Janelle Monáe on becoming one
What is your current energy that you’re hoping the world picks up?
‘I’ve been thinking a lot about thriving, not just surviving, and what it looks like to be fulfilled in your purpose. What it looks like to have community, be with community. To experience joy and pure bliss. We spend so much time fighting for these simple things, but we can get so caught up in surviving that we don’t actually thrive. I’ve been trying to steal back joy and use that energy to thrive.’
What does thriving in the community look like, for you?
‘Thriving and feeling like I’m living, for me, is rooted in collaborating with artists and writers, and thought leaders who I admire and respect. It’s rooted in how we can create ideas that help shape the future, [and] shift the culture.’
‘When I think about rise and shine... when you say that to yourself, it means you have to rise to the occasion of who you’re supposed to be and shine unapologetically’
What are some nuanced topics that should be more brought out for Black women?
‘I always want to highlight and celebrate Black women, celebrate those who have been pushed to the margins of society. To me, Black joy has been at the centre of what I want most for Black women. As we take a look at this country, all the women who have led the Black Lives movement – including Stacey Abrams and what she was able to do in Georgia… When I think about the sacrifices that so many Black people have made, from ancestors to people right now, and those in the future who will stand for marginalised voices, I think helping supply more joy through TV, music and anthems feels like my gift back to them.’
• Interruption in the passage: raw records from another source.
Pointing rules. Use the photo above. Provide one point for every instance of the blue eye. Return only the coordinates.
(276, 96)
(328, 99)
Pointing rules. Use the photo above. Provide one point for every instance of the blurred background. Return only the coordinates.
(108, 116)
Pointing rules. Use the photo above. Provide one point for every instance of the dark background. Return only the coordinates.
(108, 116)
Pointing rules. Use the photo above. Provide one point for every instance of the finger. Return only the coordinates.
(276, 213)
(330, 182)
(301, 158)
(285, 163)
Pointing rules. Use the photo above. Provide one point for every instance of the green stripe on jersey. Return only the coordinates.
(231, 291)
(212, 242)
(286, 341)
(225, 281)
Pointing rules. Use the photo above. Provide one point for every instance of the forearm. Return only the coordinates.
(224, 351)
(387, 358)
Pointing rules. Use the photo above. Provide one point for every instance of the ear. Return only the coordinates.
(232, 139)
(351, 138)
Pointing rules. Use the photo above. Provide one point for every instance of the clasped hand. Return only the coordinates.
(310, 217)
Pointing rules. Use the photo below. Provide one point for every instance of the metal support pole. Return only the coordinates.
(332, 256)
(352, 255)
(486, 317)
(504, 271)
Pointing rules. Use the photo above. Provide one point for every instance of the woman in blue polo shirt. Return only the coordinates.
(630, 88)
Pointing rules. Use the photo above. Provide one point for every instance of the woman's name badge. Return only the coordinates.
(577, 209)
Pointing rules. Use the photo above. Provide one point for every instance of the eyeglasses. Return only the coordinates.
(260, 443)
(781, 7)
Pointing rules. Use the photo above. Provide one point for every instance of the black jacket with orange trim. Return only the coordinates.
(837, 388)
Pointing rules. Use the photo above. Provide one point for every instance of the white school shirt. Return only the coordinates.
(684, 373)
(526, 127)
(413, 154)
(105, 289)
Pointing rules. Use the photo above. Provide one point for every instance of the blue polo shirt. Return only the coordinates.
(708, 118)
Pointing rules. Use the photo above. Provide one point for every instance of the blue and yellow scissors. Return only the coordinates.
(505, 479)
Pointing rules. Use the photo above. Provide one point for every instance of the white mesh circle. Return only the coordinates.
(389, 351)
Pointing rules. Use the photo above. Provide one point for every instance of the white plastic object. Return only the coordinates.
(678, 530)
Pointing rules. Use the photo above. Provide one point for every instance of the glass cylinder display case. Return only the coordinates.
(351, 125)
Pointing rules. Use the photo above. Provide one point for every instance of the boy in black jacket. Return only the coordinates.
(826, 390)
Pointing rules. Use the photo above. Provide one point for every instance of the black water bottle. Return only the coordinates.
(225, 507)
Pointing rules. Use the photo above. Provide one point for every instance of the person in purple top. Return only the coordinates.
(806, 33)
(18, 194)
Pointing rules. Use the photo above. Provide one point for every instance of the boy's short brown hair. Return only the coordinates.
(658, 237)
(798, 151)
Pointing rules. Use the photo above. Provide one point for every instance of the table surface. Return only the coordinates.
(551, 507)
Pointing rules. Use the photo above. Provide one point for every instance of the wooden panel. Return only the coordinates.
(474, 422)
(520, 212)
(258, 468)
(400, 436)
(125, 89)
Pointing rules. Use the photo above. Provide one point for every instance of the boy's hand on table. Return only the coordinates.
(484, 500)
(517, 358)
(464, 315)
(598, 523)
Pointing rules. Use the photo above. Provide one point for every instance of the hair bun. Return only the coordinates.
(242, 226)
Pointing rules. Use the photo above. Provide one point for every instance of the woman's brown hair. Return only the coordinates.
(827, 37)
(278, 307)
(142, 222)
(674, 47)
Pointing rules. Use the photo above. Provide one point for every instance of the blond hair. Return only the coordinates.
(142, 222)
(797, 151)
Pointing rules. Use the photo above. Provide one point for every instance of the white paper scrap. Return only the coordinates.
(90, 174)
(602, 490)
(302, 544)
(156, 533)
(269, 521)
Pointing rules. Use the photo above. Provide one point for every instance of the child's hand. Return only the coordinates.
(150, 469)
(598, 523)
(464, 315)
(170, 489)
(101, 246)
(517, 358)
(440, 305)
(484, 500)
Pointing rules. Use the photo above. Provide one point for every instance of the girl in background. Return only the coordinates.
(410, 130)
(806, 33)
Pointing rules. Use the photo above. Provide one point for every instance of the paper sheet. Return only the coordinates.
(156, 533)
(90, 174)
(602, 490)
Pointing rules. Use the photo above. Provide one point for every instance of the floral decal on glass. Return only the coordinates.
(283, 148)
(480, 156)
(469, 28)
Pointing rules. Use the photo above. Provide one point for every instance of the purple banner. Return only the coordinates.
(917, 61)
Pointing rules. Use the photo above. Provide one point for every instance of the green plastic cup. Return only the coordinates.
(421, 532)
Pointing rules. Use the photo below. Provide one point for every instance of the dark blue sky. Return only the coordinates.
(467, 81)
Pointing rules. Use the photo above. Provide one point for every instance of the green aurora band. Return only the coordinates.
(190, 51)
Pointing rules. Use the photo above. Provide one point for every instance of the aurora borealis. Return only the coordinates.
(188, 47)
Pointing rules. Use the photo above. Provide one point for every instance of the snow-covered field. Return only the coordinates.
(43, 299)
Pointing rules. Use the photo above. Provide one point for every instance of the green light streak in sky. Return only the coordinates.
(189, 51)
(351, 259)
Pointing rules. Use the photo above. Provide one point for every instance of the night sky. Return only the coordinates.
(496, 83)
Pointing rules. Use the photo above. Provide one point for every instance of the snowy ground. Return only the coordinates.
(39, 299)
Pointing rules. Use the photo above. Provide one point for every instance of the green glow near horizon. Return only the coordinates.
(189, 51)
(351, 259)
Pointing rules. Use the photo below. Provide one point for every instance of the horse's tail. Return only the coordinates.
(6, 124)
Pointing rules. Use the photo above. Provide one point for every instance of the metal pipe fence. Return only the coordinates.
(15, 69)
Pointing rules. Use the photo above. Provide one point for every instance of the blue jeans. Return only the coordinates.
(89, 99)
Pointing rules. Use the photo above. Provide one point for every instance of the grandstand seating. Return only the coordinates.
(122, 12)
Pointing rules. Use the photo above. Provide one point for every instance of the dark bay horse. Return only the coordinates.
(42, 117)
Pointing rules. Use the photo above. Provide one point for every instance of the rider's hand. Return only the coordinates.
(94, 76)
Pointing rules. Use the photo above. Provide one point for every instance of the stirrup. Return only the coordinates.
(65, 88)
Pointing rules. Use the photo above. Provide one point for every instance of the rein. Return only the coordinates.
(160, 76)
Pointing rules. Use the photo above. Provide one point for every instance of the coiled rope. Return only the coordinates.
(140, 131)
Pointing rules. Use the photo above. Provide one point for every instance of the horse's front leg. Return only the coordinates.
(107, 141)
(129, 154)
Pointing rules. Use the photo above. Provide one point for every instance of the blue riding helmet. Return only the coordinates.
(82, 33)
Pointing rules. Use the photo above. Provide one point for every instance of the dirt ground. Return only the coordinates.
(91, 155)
Is style a vehicle for empowerment for you?
‘Style is something not everybody has. There’s fashion and trends, but style can’t be taught; it can’t be bought. One of the things for me is recognising that my uniform – which is black and white – aims to acknowledge my working-class parents and grandparents by drawing back to the community through my style. Style is something I recognise in other people, and I try to preserve it for myself.’
What else is important to you about style?
‘There’s a lot of intersectionality. When I think of my style, rebellion was always at the forefront of it – it wasn’t just about community; it wasn’t just my uniform. I’m trying to pay homage to working-class folks like my mumma and my daddy and my grandmother. But also, nobody can tell me how I’m supposed to dress as a Black artist – you can’t tell me that I should be more feminine or masculine; I’m all about blurring the lines. As somebody who lives outside the binary in fashion, style and gender, I’ve always wanted that to be very clear in my career.’